Liverpool Sound and Vision Rating 8.5/10
The enormity of the project that Karl McCann has undertaken is evident as he follows up his previous releases, including Put It All Behind You and It Was Only A Dream with an impressive insight into the way we perhaps understand music as listeners and how an artist can pull you into seeing, witnessing a kind of metamorphosis of intention and belief of the personal epic, of pushing the artistic boundary beyond the comfortable but producing something rather incredible.
Aided and produced by Liverpool’s Forthaven, Trial By Versions captures the sense of identity, of the loss we suffer everyday by appeasing to the wider world just so they can find comfort in our authentic self, and of a truth that is undeniable, that when we offer ourselves to the eyes of others we must not back down in our belief of just how unique we must be.
Trial By Versions is complex, perhaps as the listener might expect, but that is the point, it refuses to cater to ease and by doing so it gains a kind of sensual danger, of cool heartbeats heated by an intelligent fierceness that bows to no one.
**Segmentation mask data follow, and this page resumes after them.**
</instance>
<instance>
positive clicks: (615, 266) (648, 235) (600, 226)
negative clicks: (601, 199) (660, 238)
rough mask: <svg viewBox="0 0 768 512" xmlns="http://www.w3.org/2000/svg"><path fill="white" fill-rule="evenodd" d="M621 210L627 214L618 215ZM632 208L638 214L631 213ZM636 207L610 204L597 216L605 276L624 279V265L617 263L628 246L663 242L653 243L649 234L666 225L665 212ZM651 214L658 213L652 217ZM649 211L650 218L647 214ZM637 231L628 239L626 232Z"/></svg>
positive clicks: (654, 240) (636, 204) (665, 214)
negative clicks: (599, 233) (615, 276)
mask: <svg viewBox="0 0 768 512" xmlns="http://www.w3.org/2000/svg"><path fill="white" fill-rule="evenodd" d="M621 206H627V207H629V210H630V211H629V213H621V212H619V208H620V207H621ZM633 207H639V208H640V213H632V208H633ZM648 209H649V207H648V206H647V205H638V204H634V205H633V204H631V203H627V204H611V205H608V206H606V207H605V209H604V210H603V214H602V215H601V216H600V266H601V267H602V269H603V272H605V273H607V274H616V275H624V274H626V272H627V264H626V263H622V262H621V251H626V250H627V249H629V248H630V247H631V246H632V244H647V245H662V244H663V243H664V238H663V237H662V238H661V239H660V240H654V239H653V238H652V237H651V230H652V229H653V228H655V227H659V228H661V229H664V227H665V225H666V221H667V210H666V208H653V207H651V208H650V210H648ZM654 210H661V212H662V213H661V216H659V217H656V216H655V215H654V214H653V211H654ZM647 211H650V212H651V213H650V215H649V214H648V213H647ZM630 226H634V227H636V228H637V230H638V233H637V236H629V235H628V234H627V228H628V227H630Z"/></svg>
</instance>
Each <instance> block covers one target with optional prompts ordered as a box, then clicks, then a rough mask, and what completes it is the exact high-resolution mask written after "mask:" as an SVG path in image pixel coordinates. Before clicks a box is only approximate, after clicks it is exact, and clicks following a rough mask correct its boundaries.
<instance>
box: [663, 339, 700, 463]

Across tracks such as Too Far Away, Byproduct Of A Byproduct, Schizo Business, the album title track Trial By Versions, and the excellent Eva capture the imagination to the point where the overall feeling for the listener will push them to look at the musician as more than an artist, and more of weaver of life, his life in the web of others, one he controls with precision, plucking at the silk of notes and variation of account of stories he places in trust for all to unravel and understand.
Karl McCann and Forthaven deserves upmost praise for the collaboration, for the way both have brought out the best in each other’s vision and application to the cause. Trial By Versions is a piece by piece examination of an artist, an aural portrait of the performer in full flow.